Because online gambling is outlawed in the United States through federal laws and many state laws as well, most prediction markets that target U.S. users operate with "play money" rather than "real money": they are free to play (no purchase necessary) and usually offer prizes to the best traders as incentives to participate. Notable exceptions are the Iowa Electronic Markets, which is operated by the University of Iowa under the cover of a no-action letter from the Commodity Futures Trading Commission, and PredictIt, which is operated by Victoria University of Wellington under cover of a similar no-action letter.[14]

Controversial incentives

Some kinds of prediction markets may create controversial incentives. For example, a market predicting the death of a world leader might be quite useful for those whose activities are strongly related to this leader's policies, but it also might turn into an assassination market.[15]

Public prediction markets

There are a number of commercial and academic prediction markets operating publicly.

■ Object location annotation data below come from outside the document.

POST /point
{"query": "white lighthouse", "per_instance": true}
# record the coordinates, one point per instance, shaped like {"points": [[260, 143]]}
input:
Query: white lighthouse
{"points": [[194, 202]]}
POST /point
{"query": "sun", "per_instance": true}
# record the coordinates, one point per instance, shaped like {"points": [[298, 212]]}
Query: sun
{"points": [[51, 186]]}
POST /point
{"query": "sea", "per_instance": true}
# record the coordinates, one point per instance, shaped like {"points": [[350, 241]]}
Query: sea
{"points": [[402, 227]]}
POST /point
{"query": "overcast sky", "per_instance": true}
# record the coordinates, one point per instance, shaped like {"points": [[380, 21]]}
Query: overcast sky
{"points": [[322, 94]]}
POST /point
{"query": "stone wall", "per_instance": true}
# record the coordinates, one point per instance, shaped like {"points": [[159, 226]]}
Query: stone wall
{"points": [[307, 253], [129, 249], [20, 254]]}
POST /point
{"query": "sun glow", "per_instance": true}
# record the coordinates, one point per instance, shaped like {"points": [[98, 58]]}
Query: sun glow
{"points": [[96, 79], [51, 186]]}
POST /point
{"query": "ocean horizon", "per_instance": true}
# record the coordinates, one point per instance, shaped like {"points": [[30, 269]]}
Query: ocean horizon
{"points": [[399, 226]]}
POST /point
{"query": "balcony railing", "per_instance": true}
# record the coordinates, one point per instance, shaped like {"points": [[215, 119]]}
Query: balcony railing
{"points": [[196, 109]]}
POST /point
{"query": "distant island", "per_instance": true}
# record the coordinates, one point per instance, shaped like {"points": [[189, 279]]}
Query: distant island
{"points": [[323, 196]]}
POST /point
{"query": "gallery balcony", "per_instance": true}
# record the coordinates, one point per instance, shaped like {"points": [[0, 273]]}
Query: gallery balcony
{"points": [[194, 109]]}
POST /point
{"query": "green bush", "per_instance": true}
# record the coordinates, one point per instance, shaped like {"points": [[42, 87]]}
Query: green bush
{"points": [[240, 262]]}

  • By far the largest is Betfair which had a valuation in the region of £1.5 billion GBP in 2010.[16]
  • The Iowa Electronic Markets an academic market examining elections where positions are limited to $500.
  • Smarkets a prediction markets for sporting events.
  • iPredict is a prediction market in New Zealand.
  • Predictious is a bitcoin prediction market covering a variety of events.
  • Microsoft has launched Prediction Lab that initially focuses on 2014 U.S. Elections.
  • PredictIt is a New Zealand-based prediction market that offers prediction exchanges on political and financial events. PredictIt is owned and operated by Victoria University of Wellington with support from Aristotle, Inc. The market was launched on November 3, 2014. PredictIt's office is located in Washington, D.C.
  • SciCast is a combinatorial prediction market that focuses on science and technology forecasting. As of summer 2015, the market is closed as it seeks more funding.
  • Hypermind is a French prediction market covering a range of political, geopolitical, and financial events.
  • Augur is a decentralized prediction market built on Ethereum set to launch in 2015.
  • Cultivate Labs runs two public prediction markets. One focused on sports, and the other focused on finance, business, politics, and technology.

Use by corporations

  • The simExchange introduced a perpetual contract that it calls "stocks" to predict the global, lifetime sales of video game consoles and software titles. These stocks do not expire like most contracts on prediction markets because the founder, Brian Shiau, argued that video game sales can continue for years.[17] The premise for these stocks is that Shiau believes the video game industry suffers from a "lack of comprehensive sales data" and he compares the information problem of a game's sales to the information problem of evaluating a company's market value. Hanson warns that such a system may not work if a connection is not enforced.[18] Keith Gamble has described the simExchange as a Keynesian beauty contest[19] and that financial markets have certain remedies such as company buy-outs that cannot happen on the simExchange. Gamble concludes that such a prediction market can work but will be confined to play money.[20]
  • Best Buy, Motorola, Qualcomm, Edmunds.com, and Misys Banking Systems are listed as Consensus Point clients.[21]
  • Hewlett-Packard pioneered applications in sales forecasting and now uses prediction markets in several business units. Mentioned in academic publications from HP Labs. Also mentioned in Newsweek.[22] It is working towards a commercial launch of the implementation as a product, BRAIN (Behaviorally Robust Aggregation of Information Networks).[23]
  • Corning, Renault, Eli Lilly, Pfizer, Siemens, Masterfoods, Arcelor Mittal and other global companies are listed as NewsFutures customers.
  • Intel is mentioned in Harvard Business Review (April 2004) in relation to managing manufacturing capacity.
  • Microsoft is piloting prediction markets internally.[24]
  • France Telecom's Project Destiny has been in use since mid-2004 with demonstrated success.[25]
  • Google has confirmed in its official blog that it uses a predictive market internally.[26][27]
  • The Wall Street Journal reported that General Electric uses prediction market software from Consensus Point[28] to generate new business ideas.[29]
  • BusinessWeek lists MGM and Lionsgate Studios as two HSX clients.[30]
  • HSX built and operated a televised virtual stock market, the Interactive Music Exchange for Fuse Networks Fuse TV to be used as the basis of their daily live television broadcast, IMX, which ran from January, 2003 through July, 2004. The television audience traded virtual stocks of artists/videos/songs, and predicted which would make it to the top of the Billboard music charts. The first of its kind, Fuse Network and HSX won an AFI Enhanced TV (American Film Institute) Award for innoviation in television interactivity.[31]
  • Starwood embraced the use of prediction markets for developing and selecting marketing campaigns. Marketing department started out with some initial ideas and allowed employees to add new ideas or make changes to existing ones. Then subsequently incentives based prediction markets were leveraged to select the best of the lot.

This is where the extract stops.